Bir geminin kamarasında, deniz seviyesinin metrelerce altında, baltık denizinin ortalarında sallana sallana ilerlerken Amerika'ya yolculuk eden Bardamu gibi hissediyorum. Hiç bir zaman retro düşkünü birisi olmadım ama 1980 öncesinin hem kıskandığım, hem de üzüldüğüm özelliklerinden birisi iletişim alanındaki büyük eksiklikler.

Baltık Denizinin neresinde olduğunu bilmediğim (GPS çalışmıyor) bir noktasında; seni, onu ve diğerlerini düşünerek şarabımı içiyorum. Şu anda internetim olsaydı sosyal ağlardaki profiline girer hayatının nasıl gittiğine bakardım. O popçu tipli çocukla mutlu olduğunu bilmek yeterli olurdu bana. Kendimin veremeyeceği şeyleri başkasında bulman hiç bir zaman problem olmadı benim için, sadece üzdü.

Bir şişe şarabım bitmek üzere, henüz yeterince sarhoş değilim. Şarabım bittiğinde belki seni arıyor olurdum eğer telefonum bu derinlikte çekseydi. Sana seni sevdiğimi söyleyemezdim, çünkü bu bir yalan değil belki ama, dilimizde geçerli anlamları karşılayamayan bir cümle olurdu. Hala seviyorum elbette seni, ama kendimce.

Elim kolum bağlanmış, kendimi insanlardan soyutlamış otururken, birkaç gün içinde bu cümleleri belki senin okuyacağını düşünerek mutlu oluyorum. Oysa Bardamu kelimelerini kağıda döktüğünde bana kalırsa asıl sahiplerine hiç bir zaman ulaşmayacağını biliyordu. Günümüzü o eski, gösterişli aşklardan ayıran da bu işte. Mesafeleri o kadar kısalttık ki, yakınlaşmak için harcadığımız emek, bizleri aslında fizikselden öte zihinsel ve duygusal olarak bir adım bile ileriye götürmüyor. Her şey oluyor, yaşanıyor ve bitiyor.

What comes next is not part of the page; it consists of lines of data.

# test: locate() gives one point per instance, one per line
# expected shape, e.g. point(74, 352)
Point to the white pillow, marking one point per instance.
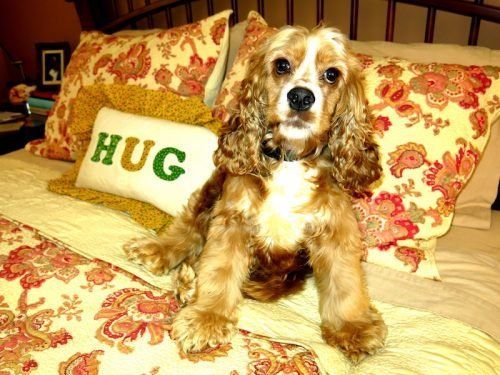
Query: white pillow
point(178, 162)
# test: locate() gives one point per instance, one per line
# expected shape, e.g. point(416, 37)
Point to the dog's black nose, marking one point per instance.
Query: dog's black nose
point(300, 98)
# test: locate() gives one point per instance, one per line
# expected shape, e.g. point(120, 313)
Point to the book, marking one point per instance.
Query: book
point(10, 126)
point(44, 94)
point(6, 116)
point(40, 103)
point(39, 111)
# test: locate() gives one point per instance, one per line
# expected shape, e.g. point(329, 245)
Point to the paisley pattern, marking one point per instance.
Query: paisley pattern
point(179, 60)
point(431, 122)
point(61, 313)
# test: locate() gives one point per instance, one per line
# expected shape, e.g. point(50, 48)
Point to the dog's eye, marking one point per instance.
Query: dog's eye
point(331, 75)
point(282, 66)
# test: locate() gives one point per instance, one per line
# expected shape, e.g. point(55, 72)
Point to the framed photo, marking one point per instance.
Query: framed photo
point(52, 60)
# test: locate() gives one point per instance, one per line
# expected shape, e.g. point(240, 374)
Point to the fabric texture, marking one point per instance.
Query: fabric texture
point(152, 160)
point(157, 104)
point(188, 60)
point(473, 207)
point(256, 32)
point(443, 112)
point(96, 232)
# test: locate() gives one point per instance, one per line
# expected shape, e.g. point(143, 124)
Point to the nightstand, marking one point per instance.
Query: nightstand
point(11, 140)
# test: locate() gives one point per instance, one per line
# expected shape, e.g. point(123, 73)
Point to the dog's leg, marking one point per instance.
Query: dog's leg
point(185, 237)
point(210, 318)
point(348, 320)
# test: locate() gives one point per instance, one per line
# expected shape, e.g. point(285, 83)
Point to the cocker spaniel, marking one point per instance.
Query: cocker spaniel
point(278, 204)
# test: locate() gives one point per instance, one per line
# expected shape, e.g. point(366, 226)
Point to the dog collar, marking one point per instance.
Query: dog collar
point(278, 154)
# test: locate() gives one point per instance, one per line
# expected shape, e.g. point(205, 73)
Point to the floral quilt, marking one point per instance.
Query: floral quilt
point(66, 314)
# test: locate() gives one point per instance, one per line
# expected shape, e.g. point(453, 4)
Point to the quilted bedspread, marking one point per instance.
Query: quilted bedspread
point(71, 303)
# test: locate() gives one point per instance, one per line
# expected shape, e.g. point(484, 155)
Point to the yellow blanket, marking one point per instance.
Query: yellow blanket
point(418, 342)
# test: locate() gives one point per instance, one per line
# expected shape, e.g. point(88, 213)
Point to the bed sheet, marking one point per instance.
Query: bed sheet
point(71, 302)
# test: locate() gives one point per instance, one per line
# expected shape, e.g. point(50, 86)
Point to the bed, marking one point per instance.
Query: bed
point(71, 303)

Birkaç gün içinde belki de bu satırları son teknoloji elmanın ekranında okuyacaksın. Bu yaptığım ne büyük bir iki yüzlülük. Sana bu satırlardaki duyguları aktarabileceğim bir dünya zamanım vardı ve ben, sana, ikimizin de hala nefes aldığı en uzak olduğum anda bunları kağıda dökmeyi tercih ediyorum. Ama işte dediğim gibi, bu iki yüzlülük aslında benliğimizin içten içe o mesafeleri aşmak istemesinde yatıyor. Espresso aşklar yaşıyoruz, sert, tek içimlik, bitiveren. Espressonun kahveler içindeki özel konumunu sorgulayacak değilim, haşa, fakat insan olarak kahvelerden bir farkımız olduğunu düşünmek istiyorum.

Neyseki insanoğlunun elinde hala gizli silahlar var. Trenler ve gemiler ağır ağır hedefine ulaşırken, insanlıktan ümidimizi kesecek değiliz. Hala sevgililer birbirlerine kavuşmak için gün sayarken, hiçbir şey bitmiş sayılmaz. Henüz ışınlanmayı keşfedemediysek eğer, zamanımız var demektir.

Varsın selam olsun hedefine ağır ağır gidenlere, selam olsun tüm mesafelere.